Fakat sigorta konusu da burada kapanmıyor. Çünkü kamu tarafında sektörü düzenleyen, kontrol ve denetimi yapanların da ciddi eksiklikleri, kusurları söz konusu. Bu aşamadan sonra umalım Hazine Müsteşarlığı ve Türkiye Sigorta ve Reasürans Şirketleri Birliği de üzerine düşeni yapar. Ben tek taraflı bakış açısıyla tüketiciyi değil, sektörü önceliklendirdiklerini düşünüyorum.
Ayrıca sigorta sektörünün bir başka cephesini oluşturan ve sayıları 1401 olan sigorta eksperi sayısı 4 yıldır yerinde sayıyor. Her türlü trafik kazası, yangın, sel baskını, deprem vb. tüm işlemlerde rapor tutan bu meslek grubu, sigorta sektörünün büyümesine rağmen yerinde sayıyor. 4 yıldan bu yana yeni sigorta eksperlerinin sektöre kazandırılması için sınav açılmıyor. Neden acaba?

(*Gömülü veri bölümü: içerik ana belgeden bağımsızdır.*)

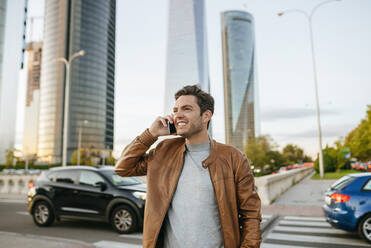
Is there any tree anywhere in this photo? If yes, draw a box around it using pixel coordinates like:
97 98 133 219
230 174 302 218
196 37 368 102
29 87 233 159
334 138 351 172
244 135 277 171
344 105 371 161
5 149 15 167
314 145 337 173
70 148 93 165
282 144 305 164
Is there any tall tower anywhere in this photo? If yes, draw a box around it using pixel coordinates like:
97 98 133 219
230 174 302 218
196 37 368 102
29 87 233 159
164 0 210 113
23 42 42 156
221 10 258 151
38 0 116 163
0 0 27 163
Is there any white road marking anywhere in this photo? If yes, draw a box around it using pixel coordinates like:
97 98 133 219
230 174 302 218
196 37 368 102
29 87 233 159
265 232 369 247
94 240 141 248
279 220 332 227
119 233 143 240
283 216 325 221
16 211 29 216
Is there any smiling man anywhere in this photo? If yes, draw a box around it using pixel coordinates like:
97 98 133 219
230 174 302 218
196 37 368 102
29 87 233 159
115 85 262 248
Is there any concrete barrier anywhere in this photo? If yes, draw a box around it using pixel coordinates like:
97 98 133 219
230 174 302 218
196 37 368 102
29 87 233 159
255 167 314 205
1 167 313 205
0 174 40 194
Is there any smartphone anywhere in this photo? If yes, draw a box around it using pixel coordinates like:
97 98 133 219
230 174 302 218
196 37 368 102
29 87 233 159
167 120 176 134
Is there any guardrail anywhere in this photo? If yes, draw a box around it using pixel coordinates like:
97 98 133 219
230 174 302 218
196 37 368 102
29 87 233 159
0 174 40 194
255 167 314 205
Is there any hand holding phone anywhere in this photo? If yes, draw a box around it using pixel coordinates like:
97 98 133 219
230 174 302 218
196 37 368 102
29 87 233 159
167 120 176 135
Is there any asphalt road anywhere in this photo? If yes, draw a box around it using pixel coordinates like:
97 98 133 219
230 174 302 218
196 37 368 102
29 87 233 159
0 200 142 247
1 200 370 248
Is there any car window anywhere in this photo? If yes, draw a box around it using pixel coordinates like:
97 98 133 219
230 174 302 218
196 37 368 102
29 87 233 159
330 176 355 190
362 179 371 191
48 170 78 184
79 171 105 187
101 170 141 186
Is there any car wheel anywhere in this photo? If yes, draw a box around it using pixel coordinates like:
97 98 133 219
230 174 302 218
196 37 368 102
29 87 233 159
32 201 54 227
111 205 137 234
358 213 371 244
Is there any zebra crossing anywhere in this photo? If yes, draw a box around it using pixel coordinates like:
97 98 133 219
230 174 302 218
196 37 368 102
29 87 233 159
94 215 274 248
262 216 370 248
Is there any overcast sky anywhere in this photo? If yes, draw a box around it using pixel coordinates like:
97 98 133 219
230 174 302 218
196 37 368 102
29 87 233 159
16 0 371 158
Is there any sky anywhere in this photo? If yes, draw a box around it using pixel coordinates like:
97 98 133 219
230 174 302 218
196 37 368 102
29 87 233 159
15 0 371 159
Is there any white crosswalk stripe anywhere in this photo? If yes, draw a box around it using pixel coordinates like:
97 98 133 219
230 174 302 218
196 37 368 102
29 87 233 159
93 214 274 247
262 215 370 248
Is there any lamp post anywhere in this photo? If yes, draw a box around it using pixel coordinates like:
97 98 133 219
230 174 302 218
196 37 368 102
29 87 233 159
77 120 89 166
57 50 85 167
278 0 341 179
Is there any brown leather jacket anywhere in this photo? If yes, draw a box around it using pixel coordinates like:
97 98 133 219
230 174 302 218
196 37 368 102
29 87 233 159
115 129 262 248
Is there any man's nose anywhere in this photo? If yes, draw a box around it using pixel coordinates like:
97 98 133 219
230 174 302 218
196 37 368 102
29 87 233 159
174 111 184 119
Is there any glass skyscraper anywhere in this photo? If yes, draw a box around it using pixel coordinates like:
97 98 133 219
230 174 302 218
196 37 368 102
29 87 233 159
0 0 27 163
38 0 115 163
164 0 210 113
221 10 258 152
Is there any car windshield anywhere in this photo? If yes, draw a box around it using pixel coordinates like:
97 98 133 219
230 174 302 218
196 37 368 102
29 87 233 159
330 176 355 190
101 170 142 186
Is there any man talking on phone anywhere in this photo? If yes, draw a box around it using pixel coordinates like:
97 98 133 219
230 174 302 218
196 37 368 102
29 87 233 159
115 85 261 248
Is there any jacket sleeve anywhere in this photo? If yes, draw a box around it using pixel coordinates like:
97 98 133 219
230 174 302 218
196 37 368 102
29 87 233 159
114 129 158 177
236 155 262 248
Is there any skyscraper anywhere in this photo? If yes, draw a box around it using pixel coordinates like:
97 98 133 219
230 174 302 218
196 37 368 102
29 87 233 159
23 42 42 156
164 0 210 113
221 10 259 152
0 0 27 163
38 0 116 163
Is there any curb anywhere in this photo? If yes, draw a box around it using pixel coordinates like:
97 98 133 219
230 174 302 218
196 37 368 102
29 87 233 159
261 214 279 234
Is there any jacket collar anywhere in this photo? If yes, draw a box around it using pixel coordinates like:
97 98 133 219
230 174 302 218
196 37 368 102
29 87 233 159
178 137 217 168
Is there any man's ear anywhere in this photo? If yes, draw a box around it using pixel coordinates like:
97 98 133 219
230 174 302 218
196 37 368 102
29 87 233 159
203 110 212 124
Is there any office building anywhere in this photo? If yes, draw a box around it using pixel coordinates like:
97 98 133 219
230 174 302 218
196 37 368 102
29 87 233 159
164 0 210 113
38 0 116 163
0 0 27 163
23 42 42 156
221 10 259 151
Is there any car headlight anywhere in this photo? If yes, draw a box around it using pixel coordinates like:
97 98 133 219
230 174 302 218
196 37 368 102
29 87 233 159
133 191 146 200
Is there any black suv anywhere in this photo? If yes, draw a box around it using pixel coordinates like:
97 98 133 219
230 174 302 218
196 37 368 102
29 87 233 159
27 166 146 233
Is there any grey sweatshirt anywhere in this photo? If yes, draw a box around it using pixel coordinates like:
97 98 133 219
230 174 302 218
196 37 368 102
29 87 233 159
163 141 223 248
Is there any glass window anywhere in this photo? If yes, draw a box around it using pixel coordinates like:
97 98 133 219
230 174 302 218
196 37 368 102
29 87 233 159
101 170 141 186
48 170 78 184
362 179 371 191
330 176 355 190
79 170 105 187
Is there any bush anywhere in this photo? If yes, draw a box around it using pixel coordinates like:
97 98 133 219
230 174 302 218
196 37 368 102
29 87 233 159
314 146 337 173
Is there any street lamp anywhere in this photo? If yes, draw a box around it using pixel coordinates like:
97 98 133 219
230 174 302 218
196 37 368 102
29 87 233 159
77 120 89 166
57 50 85 167
278 0 341 179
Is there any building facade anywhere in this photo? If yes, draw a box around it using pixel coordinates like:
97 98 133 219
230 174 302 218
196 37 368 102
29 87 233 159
0 0 27 163
164 0 210 113
23 42 42 156
38 0 115 163
221 10 259 152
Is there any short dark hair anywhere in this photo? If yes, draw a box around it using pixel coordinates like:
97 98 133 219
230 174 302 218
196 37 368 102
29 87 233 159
174 85 214 128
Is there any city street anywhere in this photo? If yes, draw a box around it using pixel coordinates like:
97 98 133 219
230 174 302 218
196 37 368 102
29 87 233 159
0 199 370 247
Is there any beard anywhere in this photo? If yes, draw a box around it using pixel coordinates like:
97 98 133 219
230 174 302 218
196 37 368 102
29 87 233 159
178 117 203 139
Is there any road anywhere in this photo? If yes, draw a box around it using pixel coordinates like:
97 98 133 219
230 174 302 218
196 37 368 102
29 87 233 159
261 215 370 248
0 200 141 247
1 200 370 247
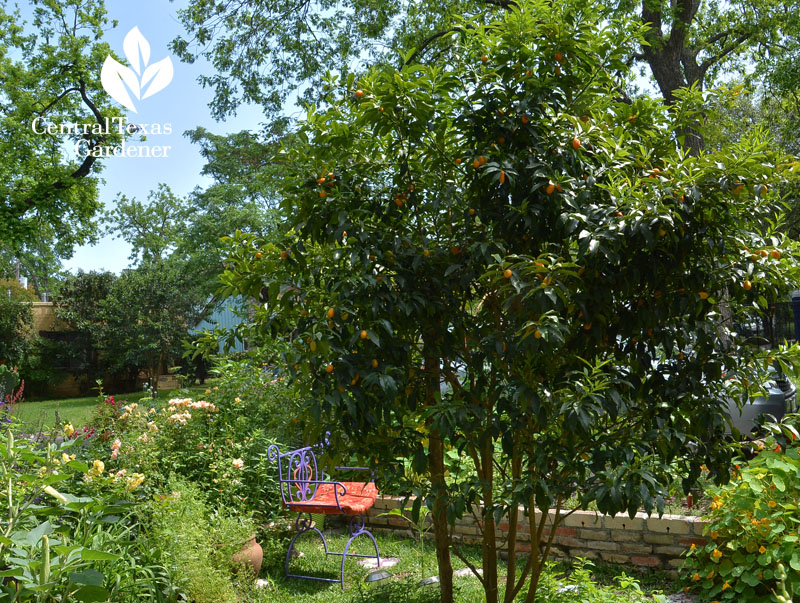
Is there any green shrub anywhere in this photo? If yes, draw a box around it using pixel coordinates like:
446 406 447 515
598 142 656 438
205 355 305 445
683 428 800 602
144 477 252 603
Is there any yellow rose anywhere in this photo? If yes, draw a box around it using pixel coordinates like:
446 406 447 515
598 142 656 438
63 423 75 436
125 473 145 491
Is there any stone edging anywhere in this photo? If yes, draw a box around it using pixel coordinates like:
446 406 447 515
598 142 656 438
365 496 706 573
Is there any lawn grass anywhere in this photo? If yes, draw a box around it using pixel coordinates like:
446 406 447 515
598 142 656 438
12 381 217 428
242 531 676 603
247 532 487 603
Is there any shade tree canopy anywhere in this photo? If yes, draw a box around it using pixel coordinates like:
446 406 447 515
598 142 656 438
0 0 127 250
172 0 800 132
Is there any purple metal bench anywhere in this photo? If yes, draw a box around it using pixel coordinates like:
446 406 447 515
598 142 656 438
268 442 382 588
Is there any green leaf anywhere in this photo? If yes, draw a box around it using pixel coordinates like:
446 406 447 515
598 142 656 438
790 551 800 572
25 521 53 546
69 569 104 586
72 585 110 602
80 550 120 562
0 568 23 578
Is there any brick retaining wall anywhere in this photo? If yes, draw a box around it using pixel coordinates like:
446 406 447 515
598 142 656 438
365 496 706 573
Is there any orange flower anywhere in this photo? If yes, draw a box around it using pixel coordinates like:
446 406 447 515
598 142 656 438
693 573 700 581
690 543 697 551
711 531 719 540
712 548 722 560
759 545 767 554
707 570 715 579
768 500 777 508
722 581 731 591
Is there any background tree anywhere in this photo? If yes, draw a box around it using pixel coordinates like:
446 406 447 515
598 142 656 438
0 0 126 250
56 265 205 391
0 225 79 300
104 129 283 294
0 278 36 366
171 0 800 135
54 270 116 388
103 184 192 265
216 2 800 601
101 261 205 389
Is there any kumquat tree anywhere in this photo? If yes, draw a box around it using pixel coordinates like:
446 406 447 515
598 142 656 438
215 0 800 601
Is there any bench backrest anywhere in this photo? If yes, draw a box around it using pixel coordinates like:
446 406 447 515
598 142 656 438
267 443 320 505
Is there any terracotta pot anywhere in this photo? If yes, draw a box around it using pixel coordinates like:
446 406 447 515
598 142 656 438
231 534 263 577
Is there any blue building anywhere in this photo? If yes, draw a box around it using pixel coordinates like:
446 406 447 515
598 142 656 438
191 296 248 354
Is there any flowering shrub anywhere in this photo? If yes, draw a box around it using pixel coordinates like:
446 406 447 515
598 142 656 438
99 390 283 521
683 426 800 602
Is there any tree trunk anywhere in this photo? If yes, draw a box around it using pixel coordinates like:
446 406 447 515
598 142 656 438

Sigortacılara bir düzen lazım

Diğer taraftan sigorta sektöründe herkesin anlayacağı, artı ve eksi detaylarıyla çerçevesi çizilmiş ürünler, paketler görmek neredeyse imkânsız. Tüketicinin, rakip sigorta şirketlerinin ürünlerini birbirleriyle karşılaştırma şansı ve imkânı yok. Her şirketin aynı alanda değişik detaylar içeren paketleri kafa karışıklığına sebep oluyor. Birkaç ay öncesinin cep telefonu tarifesi gibi... Bilgi Teknolojileri ve İletişim Kurumu (BTK) kısa süre önce cep telefonu operatörlerinin tarifelerini anlaşılır ve birbirleriyle kıyaslanır hale getirip sitesinde yayınlanmaya başladı. Şikâyetleri de bu siteden takip ediyor. BTK'nın çalışmaları bu konuda sigorta sektörüne örnek olabilir. Böylece tüketici kendisine uygun ürünü rakipleriyle kıyaslayıp tercih edecek noktaya gelir. Aksi halde bu tablo sürdürülebilir görünmüyor...


Eğitim sektörü büyüyor!

Hükümetin neşter atmakta zorlandığı Milli Eğitim Bakanlığı ve ilgili sektörün nasıl düzeleceğini bilmiyorum. Yeni Bakan Nabi Avcı'nın da nasıl bir planı var bilmiyorum. Ancak bu alandaki kargaşanın, tutarsız politikaların ciddi bir eğitim sektörü oluşturduğunu söyleyebilirim. Bana "Hangi sektöre girelim, yatırım yapalım" diyenlere kesinlikle "Eğitim, özel okul" diyorum, neden mi?
■ Devlet yeterli okul açamadığı için müşterisi boldur.
■ Sektörün içi denetim ve kontrol argümanları tutarsız olduğundan, hem dikey hem yatay büyüme şansı vardır. Mesela...
- Okul açar, peşine dershane takarsın.
- Okul açar, yemek işini de üstlenirsin, kantinleri de kimseye kaptırmazsın.
- Okul açar üniforma işine girer, üzerine bir de okul servis ağı kurarsın.
- Öğrenciler sınava tabidir, ama özel okuldaki öğretmenlerin böyle bir derdi yoktur. Yani çalışacak eğitimciyi istediğin fiyattan bulma şansın vardır.
- Hatta turizm firmalarıyla, tur operatörleriyle anlaşırsın, kesmezse bu şirketi kendin kurar öğrenci ve aileleri için geziler düzenlersin.